Some forty Englishmen had settled on the shore of the inlet called Port Natal, where they made a living chiefly by hunting elephants and buffaloes and trading with the Zulu chief for ivory. Some of them were living more like barbarians than civilised men, and were the only acknowledged heads or chiefs of little bands of fugitives from Zululand, who placed themselves under the white men’s guidance and protection. A petty chief named Umnini, who with a few followers lived in a thicket adjoining the Bluff, and who had concealed himself during the Zulu invasions, was also a dependent of the white people.[91] On the 23rd of June 1835 fourteen of these men under the guidance of Captain Allen F. Gardiner, recently of the royal navy, who was then on a visit to the country with a view of preparing for the establishment of missions among the Zulus, signed a petition to Sir Benjamin D’Urban, requesting him to forward it to the authorities in England, asking that the territory might be annexed and a proper government be established in it. They estimated the number of Bantu inhabitants at not less than three thousand.[92] As some of these men were hunters who knew every inch of the country, this number might be accepted as at least approximately correct, though from the observations of others perhaps five or even six thousand would be more accurate.

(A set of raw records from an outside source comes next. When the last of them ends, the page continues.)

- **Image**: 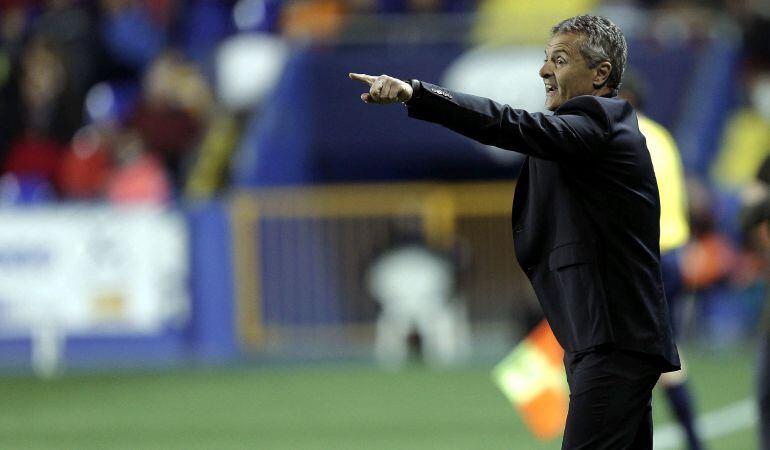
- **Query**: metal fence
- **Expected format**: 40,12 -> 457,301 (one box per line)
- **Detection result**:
232,181 -> 534,350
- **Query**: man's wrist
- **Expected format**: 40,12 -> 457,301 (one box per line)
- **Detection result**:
404,78 -> 422,105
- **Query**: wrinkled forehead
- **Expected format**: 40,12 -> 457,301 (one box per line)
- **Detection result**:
545,32 -> 585,56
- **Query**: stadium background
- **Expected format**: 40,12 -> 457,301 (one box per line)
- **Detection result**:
0,0 -> 770,449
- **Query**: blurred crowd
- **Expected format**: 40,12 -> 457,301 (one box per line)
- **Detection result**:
0,0 -> 770,342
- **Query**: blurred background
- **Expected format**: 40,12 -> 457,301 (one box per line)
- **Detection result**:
0,0 -> 770,449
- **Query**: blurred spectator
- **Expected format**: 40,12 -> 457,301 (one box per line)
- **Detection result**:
620,70 -> 703,450
367,226 -> 470,369
473,0 -> 599,45
99,0 -> 168,73
2,38 -> 81,186
281,0 -> 346,39
130,52 -> 213,191
56,125 -> 112,200
107,130 -> 171,205
31,0 -> 98,95
741,158 -> 770,450
711,65 -> 770,193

This low estimate is supported by such an amount of trustworthy testimony that only those who refuse to accept any evidence that is in conflict with their prejudices can reject it. Nathaniel Isaacs’ Travels and Adventures in Eastern Africa, with a Sketch of Natal, two volumes, London, 1836,[93] and Gardiner’s Narrative of a Journey to the Zoolu Country in South Africa, London, 1836,[94] support it in general terms. Mr. Henry Fynn, who lived in Natal from 1824 to 1834, writing in 1838, says: “The number now under the management of the Europeans at Port Natal amounts to nearly six thousand souls, who would all be massacred if the Europeans were to be withdrawn from the Port.”[95] All the documents of the next five years in which mention is made of the number of black people in Natal agree with it. Only a few years ago Mr. G. M. Rudolph, when giving evidence before the last Native Affairs Commission, stated that he did not think there were more than three thousand natives (i.e. Bantu) in Natal when he as a boy nine years of age went there with the first voortrekkers. A party of farmers, one of whom was Pieter Lavras Uys, travelled through Kaffraria in 1834 with fourteen waggons to Port Natal, and after thoroughly inspecting the uplands as well as the coast belt and the harbour, returned to the Cape Colony highly satisfied with the country as a desirable locality to migrate to.

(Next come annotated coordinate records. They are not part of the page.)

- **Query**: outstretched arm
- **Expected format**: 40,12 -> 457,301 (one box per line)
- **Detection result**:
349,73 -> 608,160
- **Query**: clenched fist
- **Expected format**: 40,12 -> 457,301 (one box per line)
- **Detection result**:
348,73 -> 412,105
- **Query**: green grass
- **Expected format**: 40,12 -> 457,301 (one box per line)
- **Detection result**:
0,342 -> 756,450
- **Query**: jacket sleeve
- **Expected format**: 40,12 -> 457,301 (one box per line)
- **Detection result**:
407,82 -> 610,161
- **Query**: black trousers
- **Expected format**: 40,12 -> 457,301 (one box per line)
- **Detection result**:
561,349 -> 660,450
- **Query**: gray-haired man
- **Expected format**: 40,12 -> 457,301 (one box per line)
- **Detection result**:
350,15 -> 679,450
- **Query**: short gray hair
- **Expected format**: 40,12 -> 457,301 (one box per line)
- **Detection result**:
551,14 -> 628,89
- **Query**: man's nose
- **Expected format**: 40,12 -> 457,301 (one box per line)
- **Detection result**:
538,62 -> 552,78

Of the vast regions north of the Orange river that had been swept nearly clean by war the farmers knew very little except from the statements of Betshuana refugees, whose intelligence was vague and often contradictory. No one of them seemed to know anything beyond the fate of the particular tribe or clan to which he belonged, and there was always so much that was fabulous mixed with their accounts that in general no credence was given to them. Then they could only be spoken to through interpreters, who were rarely obtainable and whose knowledge of any other language than their own was usually very defective.